Every Wednesday evening, Judy and I have a date. We go out for about an hour, and we have a good time riding around.

Judy is a 12-year-old mare.

When my children started riding lessons two years ago, I used to stay as far as possible from the horses. I had ridden a few ponies when I was just out of diapers, but by the time I began to develop my critical faculties, I decided these animals were too big and too dangerous. If I wanted danger when I was a kid in Hawaii, I preferred to take my chances surfing big waves rather than riding on the back of a half a ton of sinew, muscle and bone.

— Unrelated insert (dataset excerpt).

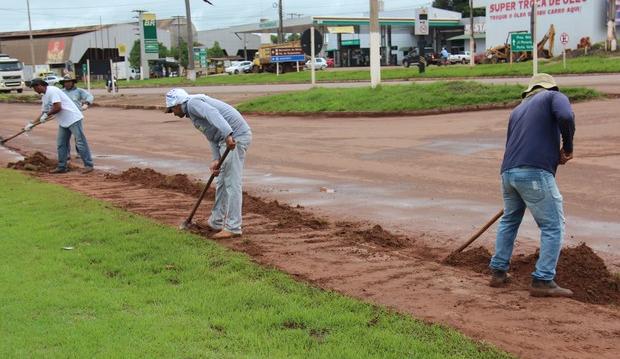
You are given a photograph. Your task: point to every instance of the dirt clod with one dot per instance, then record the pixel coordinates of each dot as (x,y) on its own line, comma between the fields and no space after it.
(376,235)
(36,162)
(579,269)
(153,179)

Horses never really entered my consciousness until about four years ago, when my older daughter rode ponies at her summer camp. She got the horse-riding bug, and we investigated giving her lessons.

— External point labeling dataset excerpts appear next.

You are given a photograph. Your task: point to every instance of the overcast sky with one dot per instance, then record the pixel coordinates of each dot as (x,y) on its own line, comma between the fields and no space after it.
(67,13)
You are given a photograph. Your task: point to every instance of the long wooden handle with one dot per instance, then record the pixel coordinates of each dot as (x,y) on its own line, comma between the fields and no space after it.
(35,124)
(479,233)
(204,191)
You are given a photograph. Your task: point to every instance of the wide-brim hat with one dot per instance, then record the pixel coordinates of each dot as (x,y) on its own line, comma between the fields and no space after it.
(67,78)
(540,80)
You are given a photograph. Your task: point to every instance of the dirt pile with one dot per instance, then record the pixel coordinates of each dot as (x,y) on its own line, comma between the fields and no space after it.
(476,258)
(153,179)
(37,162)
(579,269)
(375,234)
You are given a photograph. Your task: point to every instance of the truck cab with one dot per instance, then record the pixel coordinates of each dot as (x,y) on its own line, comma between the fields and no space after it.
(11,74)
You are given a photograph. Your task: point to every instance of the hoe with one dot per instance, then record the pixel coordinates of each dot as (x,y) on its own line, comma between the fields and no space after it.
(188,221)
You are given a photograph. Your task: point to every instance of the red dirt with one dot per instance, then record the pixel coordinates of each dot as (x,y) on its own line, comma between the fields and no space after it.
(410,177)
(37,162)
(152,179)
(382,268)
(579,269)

Pretty soon her younger sister wanted to ride as well. Both of them have become fairly accomplished and confident riders. They have mastered a number of skills from cantering through obstacles to jumping over boxes and poles.

They each have ridden a number of different horses of various temperments and strange names. The first horse my older daughter rode was named Killer. With a name like that, I feared the worst.

As she mounted the white gelding and gave him a kick, I thought that this was the last time I would see this child in one piece. The horse didn't budge. She gave that horse another kick in the ribs and it lifted its head. A whack on its rump finally got the beast to move, albeit very slowly.

Then there was Roo, the asthmatic horse that sneezed, hacked and wheezed as it trotted around the ring. This horse had huge hoofs that produced thunderclaps each time they hit the ground. Just as my daughter was developing a relation with him, he was sold. The family joke is that poor Roo was sent to the glue factory.

My younger daughter, who likes to speed everywhere, really took to riding. The faster the horse goes, the happier she is. One day she was taking a make-up class with some more experienced riders. They were all going over a three-foot jump, but my daughter was supposed to go around it. Knowing that my daughter would take the jump, Pat Lookingland, the instructor from Carroll County, blocked it by standing in front of it. "She is fearless," Pat would say, shaking her head.

As my daughters were gaining confidence in their riding, I was becoming more fearful of these animals because I had to get close to them. On occasion, I had to hold their reins while one of the kids tightened the girth or adjusted the saddle. Standing beside a horse brought me within kicking range of those hoofs and only heightened my anxiety. I was deathly afraid of being on the receiving end of a kick from a beast that wore iron shoes.

Last year, my wife, who was even more afraid of horses than I, and I decided to vacation in Montana at a guest ranch. Before we traveled out west, we thought it might be a good idea to get some experience in the saddle.

Pat was kind enough to form a class for beginning adults. Virtually every adult in the class was a beginner. The irony was that this was probably the only activity in which our kids could outshine us. And they would not let us forget that. On a number of occasions, they would pipe in with advice from the sidelines. "Straighten your shoulders, hold those reins tighter and keep your chin up," was some of the unsolicited advice they would holler.

However, many of us had patiently sat through hours of instruction and somehow had absorbed some of the information Pat had been telling the kids on posting, holding the reins and maintaining the correct diagonal. In the first classes, we made some remarkable progress.

Within just a few weeks, some of the class was cantering -- which means riding along at a pretty fast clip. I should confess that I was not among those.

Judy and I had our problems. I wasn't good about holding down my heels. As we cantered, they would flop all over Judy's sides. She took that to mean it was time to pour on the speed. Just as it appeared that she was about to run off at high speed, she would turn inward and come to a complete halt.

I don't think I'll ever be much more than a beginning rider, but at least now I don't mind getting close to a horse.

Brian Sullam is The Baltimore Sun's editorial writer in Carroll County.